Hemopo was 18 when he was found dead at a rural Pahiatua property on the morning of July 7, 2012.
He had been drinking with the three friends, whose names have been suppressed by Coroner Christopher Devonport, the night before his death.
After one of them procured some pills, they all took half a pill each, and then another half, before going to bed.
Hemopo was found dead by another friend, who also has name suppression, when he came home from a night out in Palmerston North.
An autopsy came back with inconclusive findings, but a toxicology report which came back three months after Hemopo's death showed he had clozapine in his system.
Dr Kirsty Andrews, who conducted the autopsy, told the inquest that clozapine is a drug used to treat people for psychosis.
It was rarely prescribed as it had a long list of side-effects, ranging from nausea to irregular heart rhythms and poor blood pressure, she said.

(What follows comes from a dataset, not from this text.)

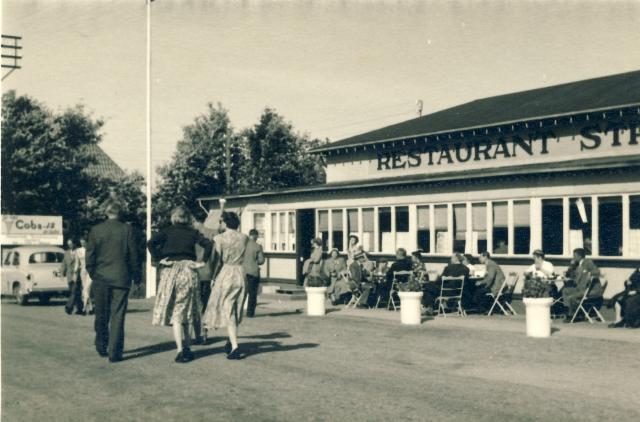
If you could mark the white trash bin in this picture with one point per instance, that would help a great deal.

It was also given in slowly escalating amounts to avoid the side-effects.
She said while it was still impossible to say for certain how Hemopo died, it was likely the clozapine caused a fatal cardiac episode.
The drug was fatal to one of every 3000 people who took it, she said.
When the drug was discovered, Detective Sergeant Grayson Joines was put in charge of an investigation into Hemopo's death.
He told the inquest he had conducted multiple interviews with the three friends who were drinking with Hemopo and the fourth person who found him.
They had kept silent about the pills until one of them confessed in April last year, Joines said.
The confessor, who was also the person who found the pills in a cupboard and presented them to the others, said the three who took the clozapine with Hemopo had agreed they would not talk about the pills to police.
He told Joines in a statement they had burned the pills and the packaging in a fireplace.
Joines said he was "extremely disappointed" they had not been honest from the start, but their actions were not criminal.
All three gave evidence yesterday, and all said they did not know whose idea it was to take the pills.
They all said each person took them of their own free will.
When asked by the coroner if they knew what was in the pill, they all said they did not. One described their actions as being "dumb, young, silly and not thinking", while another agreed it was like playing Russian roulette. "It could have been cyanide," Devonport said.
The inquest continues today with Hemopo's father, Mark Hemopo, to give evidence.